Challenge 3: Business Survival vs. Client Protection “Financial projections show that full transparent disclosure results in 60%+ client defection and firm bankruptcy within 6 months. Minimal disclosure may allow firm survival to continue serving remaining clients. Do you prioritize transparency that kills the firm, or controlled disclosure that preserves some client service capacity?”
Challenge 4: Regulatory Interpretation “Your attorney argues that Regulation S-P’s ‘prompt’ notification allows time for complete investigation - potentially weeks. But ethical interpretation suggests clients deserve immediate warning of potential identity theft risk.
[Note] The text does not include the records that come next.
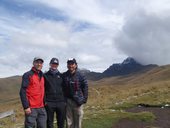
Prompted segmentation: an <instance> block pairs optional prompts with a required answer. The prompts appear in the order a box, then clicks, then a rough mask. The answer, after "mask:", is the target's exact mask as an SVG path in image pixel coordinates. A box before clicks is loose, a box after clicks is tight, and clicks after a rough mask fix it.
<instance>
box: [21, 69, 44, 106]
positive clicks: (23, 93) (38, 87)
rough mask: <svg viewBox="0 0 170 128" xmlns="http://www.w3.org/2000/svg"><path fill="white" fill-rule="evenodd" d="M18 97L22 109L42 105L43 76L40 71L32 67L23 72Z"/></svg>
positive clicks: (43, 82)
mask: <svg viewBox="0 0 170 128" xmlns="http://www.w3.org/2000/svg"><path fill="white" fill-rule="evenodd" d="M20 98H21V102H22V105H23V107H24V109H26V108H29V107H30V108H41V107H44V77H43V73H42V72H41V71H37V70H36V69H35V68H32V69H31V70H30V71H28V72H26V73H24V75H23V77H22V85H21V89H20Z"/></svg>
Do you follow legal minimum or ethical maximum?”
Deep Coordination Requirements
Multi-Stakeholder Complexity: - Clients demanding immediate information - SEC examination staff monitoring compliance - Partnership divided on response strategy - Legal counsel recommending minimal disclosure - Security team requiring remediation time - Team must navigate competing stakeholder demands
Regulatory Framework Coordination: - SEC Regulation S-P notification requirements - Form ADV amendment public disclosure - State privacy law notification obligations - FINRA examination potential - Team must coordinate across multiple regulatory frameworks
Client Tier Management: - High-net-worth clients ($5M+) expect white-glove service - Institutional clients have security audit requirements - Retail clients varied sophistication and expectations - Team must manage differentiated client communication
Victory Conditions (Advanced)
Technical Excellence: - Complete RAT removal with verified persistence elimination - Client account security independently validated - Trading platform access controls enhanced - Portfolio management system comprehensive hardening - Incident documentation suitable for regulatory examination
Business Sophistication: - Client notification strategy fulfills fiduciary duty - SEC compliance demonstrated through timely reporting - Client retention strategy minimizes defection - Firm reputation recovery demonstrates commitment to security - Business continuity maintained despite major incident
Learning Mastery: - Team demonstrates expert understanding of financial services regulations - Sophisticated analysis of fiduciary duty during cybersecurity incidents - Expert-level stakeholder management across clients, regulators, partners - Nuanced appreciation of business survival vs. ethical transparency trade-offs - Recognition that perfect compliance may conflict with firm survival
Extended Debrief Topics
- SEC Regulatory Framework: Regulation S-P, Form ADV, examination process
- Fiduciary Duty Evolution: How cybersecurity has become fiduciary obligation
- Financial Fraud Mechanics: Wealth management targeting and monetization strategies
- Client Trust Economics: Quantifying cost of privacy breach in advisory relationships
- Regulatory Interpretation: Balancing legal minimums with ethical maximums
- Business Continuity Ethics: When firm survival conflicts with full transparency
- Advisory Industry Reputation: How individual firm incidents affect industry trust
- Identity Theft Liability: Investment advisor responsibility for client personal information
- Partnership Dynamics: How collective liability affects incident response decisions
- Competition During Crisis: How competitors exploit security incidents for market share
Modernization Discussion
Contemporary Parallels: - Morgan Stanley data breach affecting millions of clients - Robinhood security incidents and regulatory response - Cryptocurrency exchange surveillance and theft - Fintech wealth management security challenges
Evolution Questions: - How do modern cloud-based portfolio management platforms change attack surface? - What role does AI play in detecting financial fraud patterns? - How has mobile wealth management affected security requirements? - What new regulatory frameworks address modern financial technology risks?